La petite compagnie sortit du cercle paroissial, descendit jusqu’à l’église Notre-Dame où le curé sortit pour bénir les musiciens, on obliqua vers la gare en passant devant l’hôtel de l’Ange. Sur le quai de la gare, de nombreux randonneurs avaient posé leur rucksack (sac à dos) à même le sol et attendaient le train à destination de Lautenbach, afin de marcher ensuite vers le Lac de la Lauch, le Markstein ou le Petit Ballon dont les sommets étaient encore enneigés. La clique de mon grand-père improvisa alors un petit concert sur le quai de la gare jusqu’à l’arrivée de la locomotive à vapeur. Quand le train venant de Bollwiller arriva en gare, la vapeur noya les musiciens et les applaudissements; l’halètement sourd de la machine eut raison des vocalises musicales. Une fois franchies la rivière Lauch ainsi que la ligne de chemin de fer, on attaqua le vignoble, la pente devint raide, et le souffle des musiciens fut mis à rude épreuve. Le chemin zigzaguait au milieu des terrasses du vignoble Schlumberger, il fallut aménager des pauses et jamais je ne sus ce que contenaient les gourdes des musiciens. 

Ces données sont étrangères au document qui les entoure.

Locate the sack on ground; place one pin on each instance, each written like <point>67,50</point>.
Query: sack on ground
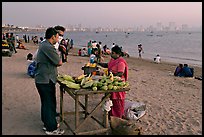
<point>31,69</point>
<point>134,110</point>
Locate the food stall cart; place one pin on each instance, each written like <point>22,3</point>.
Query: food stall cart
<point>75,94</point>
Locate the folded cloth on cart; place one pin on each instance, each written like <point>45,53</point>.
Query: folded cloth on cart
<point>134,110</point>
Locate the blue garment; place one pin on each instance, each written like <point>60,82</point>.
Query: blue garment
<point>92,58</point>
<point>31,69</point>
<point>187,72</point>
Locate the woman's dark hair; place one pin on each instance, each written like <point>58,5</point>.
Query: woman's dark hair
<point>117,50</point>
<point>29,56</point>
<point>50,32</point>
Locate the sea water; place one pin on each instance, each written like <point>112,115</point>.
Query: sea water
<point>177,47</point>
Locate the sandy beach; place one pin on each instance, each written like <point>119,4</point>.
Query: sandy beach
<point>173,104</point>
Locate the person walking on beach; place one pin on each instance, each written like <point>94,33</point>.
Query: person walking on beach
<point>118,67</point>
<point>157,59</point>
<point>61,31</point>
<point>47,61</point>
<point>140,50</point>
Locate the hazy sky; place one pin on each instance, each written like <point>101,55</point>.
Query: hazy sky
<point>103,14</point>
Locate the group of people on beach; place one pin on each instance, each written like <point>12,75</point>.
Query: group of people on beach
<point>183,70</point>
<point>96,51</point>
<point>48,60</point>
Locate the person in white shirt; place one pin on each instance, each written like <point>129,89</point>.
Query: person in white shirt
<point>157,59</point>
<point>61,31</point>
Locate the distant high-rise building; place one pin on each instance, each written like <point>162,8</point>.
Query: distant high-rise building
<point>172,26</point>
<point>184,27</point>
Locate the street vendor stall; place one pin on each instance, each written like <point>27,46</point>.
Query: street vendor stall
<point>75,94</point>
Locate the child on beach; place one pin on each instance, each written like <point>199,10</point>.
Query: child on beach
<point>157,59</point>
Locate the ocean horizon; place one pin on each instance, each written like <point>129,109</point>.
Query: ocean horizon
<point>176,47</point>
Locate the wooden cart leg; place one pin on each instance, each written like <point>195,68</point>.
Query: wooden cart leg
<point>86,105</point>
<point>76,111</point>
<point>61,105</point>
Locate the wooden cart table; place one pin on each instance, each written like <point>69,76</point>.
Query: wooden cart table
<point>88,115</point>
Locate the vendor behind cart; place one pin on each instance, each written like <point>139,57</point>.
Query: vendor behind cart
<point>119,67</point>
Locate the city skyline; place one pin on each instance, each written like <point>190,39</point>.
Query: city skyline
<point>102,14</point>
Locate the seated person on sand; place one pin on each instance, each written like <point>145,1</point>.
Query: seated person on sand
<point>84,52</point>
<point>178,70</point>
<point>186,71</point>
<point>21,46</point>
<point>157,59</point>
<point>108,51</point>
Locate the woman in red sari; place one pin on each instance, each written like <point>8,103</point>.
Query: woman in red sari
<point>119,67</point>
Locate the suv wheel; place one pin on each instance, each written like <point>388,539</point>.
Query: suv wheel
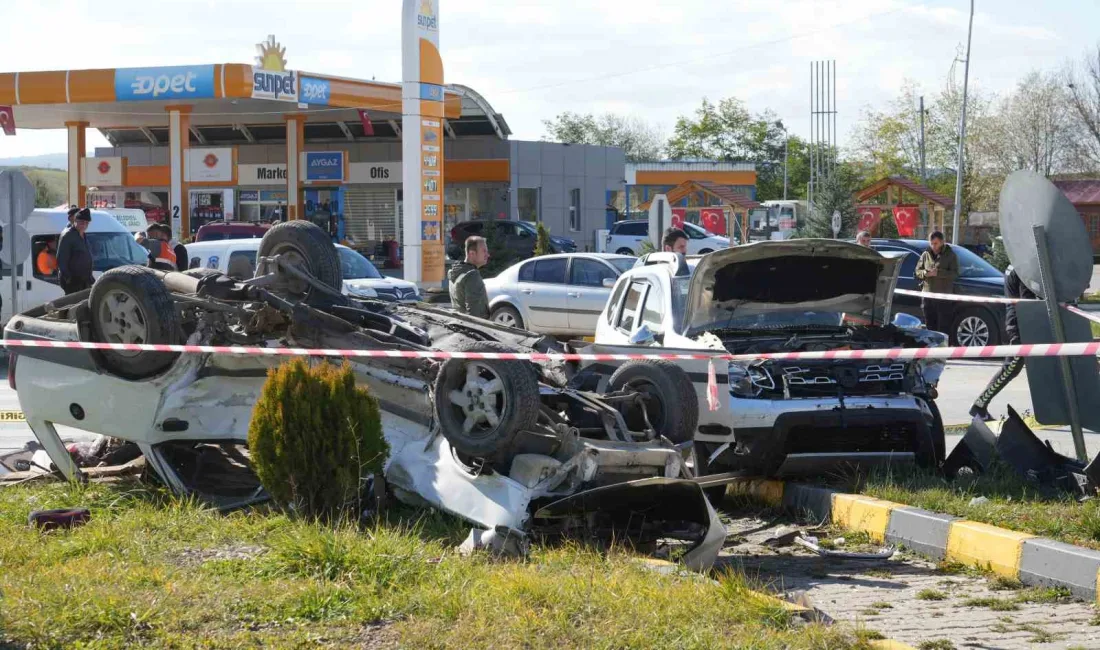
<point>975,327</point>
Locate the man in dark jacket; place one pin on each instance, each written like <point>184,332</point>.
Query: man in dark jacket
<point>1011,367</point>
<point>937,270</point>
<point>466,286</point>
<point>74,257</point>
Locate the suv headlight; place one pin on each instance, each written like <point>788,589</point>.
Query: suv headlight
<point>749,378</point>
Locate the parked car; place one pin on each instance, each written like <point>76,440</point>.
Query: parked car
<point>974,324</point>
<point>110,242</point>
<point>518,237</point>
<point>506,444</point>
<point>556,294</point>
<point>238,260</point>
<point>212,232</point>
<point>626,238</point>
<point>785,296</point>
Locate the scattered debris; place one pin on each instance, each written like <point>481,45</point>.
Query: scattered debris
<point>63,518</point>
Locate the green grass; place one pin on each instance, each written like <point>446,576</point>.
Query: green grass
<point>1013,503</point>
<point>154,571</point>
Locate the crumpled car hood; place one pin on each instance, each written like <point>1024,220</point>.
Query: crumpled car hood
<point>810,275</point>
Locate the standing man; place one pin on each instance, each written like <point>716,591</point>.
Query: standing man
<point>468,288</point>
<point>1011,366</point>
<point>74,257</point>
<point>937,270</point>
<point>675,241</point>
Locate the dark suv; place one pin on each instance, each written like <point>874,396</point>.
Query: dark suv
<point>518,237</point>
<point>974,324</point>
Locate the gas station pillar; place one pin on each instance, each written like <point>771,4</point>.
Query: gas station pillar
<point>295,144</point>
<point>77,190</point>
<point>179,136</point>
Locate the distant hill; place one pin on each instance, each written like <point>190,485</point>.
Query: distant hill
<point>44,161</point>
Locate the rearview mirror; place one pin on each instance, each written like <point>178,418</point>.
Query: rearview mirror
<point>644,335</point>
<point>906,321</point>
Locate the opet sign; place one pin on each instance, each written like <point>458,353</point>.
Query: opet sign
<point>277,85</point>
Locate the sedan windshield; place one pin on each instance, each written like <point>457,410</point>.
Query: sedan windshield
<point>110,250</point>
<point>355,266</point>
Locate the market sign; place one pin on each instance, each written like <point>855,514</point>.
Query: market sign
<point>270,77</point>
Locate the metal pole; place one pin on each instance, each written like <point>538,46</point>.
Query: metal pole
<point>787,144</point>
<point>924,174</point>
<point>1054,312</point>
<point>958,174</point>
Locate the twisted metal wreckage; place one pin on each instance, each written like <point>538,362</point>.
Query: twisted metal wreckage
<point>514,447</point>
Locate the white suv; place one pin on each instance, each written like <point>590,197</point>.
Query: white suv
<point>626,238</point>
<point>785,296</point>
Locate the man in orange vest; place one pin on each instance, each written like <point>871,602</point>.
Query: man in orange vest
<point>45,263</point>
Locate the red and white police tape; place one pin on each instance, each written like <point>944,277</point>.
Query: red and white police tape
<point>1091,349</point>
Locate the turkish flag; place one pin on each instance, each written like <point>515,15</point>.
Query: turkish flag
<point>7,120</point>
<point>713,220</point>
<point>365,119</point>
<point>869,218</point>
<point>906,217</point>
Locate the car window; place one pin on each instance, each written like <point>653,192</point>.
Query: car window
<point>590,273</point>
<point>616,296</point>
<point>242,264</point>
<point>634,298</point>
<point>550,271</point>
<point>653,311</point>
<point>527,273</point>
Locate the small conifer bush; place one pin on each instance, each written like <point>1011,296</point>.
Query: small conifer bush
<point>315,437</point>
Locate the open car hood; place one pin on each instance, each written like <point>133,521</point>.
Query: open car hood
<point>792,276</point>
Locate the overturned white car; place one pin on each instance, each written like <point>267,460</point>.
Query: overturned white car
<point>499,443</point>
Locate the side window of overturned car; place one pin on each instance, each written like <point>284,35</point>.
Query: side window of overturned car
<point>635,297</point>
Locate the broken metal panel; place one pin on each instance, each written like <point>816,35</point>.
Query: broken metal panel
<point>1044,374</point>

La colline de l’Oberlinger se présente comme une figure aveugle dirigée vers la plaine; les rides sont formées par les rangées horizontales des plants de vignes; la bouche, c’est la rivière, et la moustache, la ligne de chemin de fer. Et nous, nous étions enfin parvenus au sommet du front, là où naît la chevelure de la forêt. Des acacias y formaient une couronne de fleurs. 

Une petite esplanade parsemée de quelques bancs offrait au promeneur un magnifique panorama sur la ville, la vallée et la plaine d’Alsace. 

Les musiciens prirent un peu de repos, puis s’occupèrent de leurs instruments; en soufflant dans leur anche, la température du cuivre montait à un degré suffisant pour produire des sons stables; ils vérifièrent la course des pistons, puis ce fut l’heure de se rassembler face à la vallée et de jouer.

La mélodie de la fanfare prit son envol et se diffusa dans l’air printanier de ce matin de Pâques et, peu après, une autre mélodie nous parvint d’un autre balcon, celui du nez de Soultz, où la fanfare de St Léger faisait donner ses cuivres. C’était comme une conversation musicale. Les mélodies se répondaient comme en écho, de part et d’autre de la vallée, se rapprochant ou s’éloignant au rythme du vent, comme des nuées de moineaux, changeant de direction sans crier gare.

La fameuse scène du balcon s’inversait: l’aubade tardive se faisait depuis les balcons, et la belle était allongée, indolente et endormie dans le lit de la rivière de la vallée. Mais depuis là-haut je pouvais apercevoir les fenêtres ouvertes des quartiers de la ville, et, par bribes sonores, des applaudissements montaient jusqu’à nous. Sur les places des églises, la population s’était regroupée. De marches en polkas, le concert dura bien vingt minutes, jusqu’à ce que les cloches se mirent à sonner peu à peu, puis à toute volée, couvrant de leur puissance les ultimes morceaux des fanfares. 

C’était un enchantement. Tout paraissait revivre, surtout après le terrible hiver que nous avions enduré. L’aubade avait réveillé en douceur la belle endormie et les mélodies des fanfares gardent une trace dans ma mémoire, comme un épisode rare d’une époquesans doute disparue à jamais.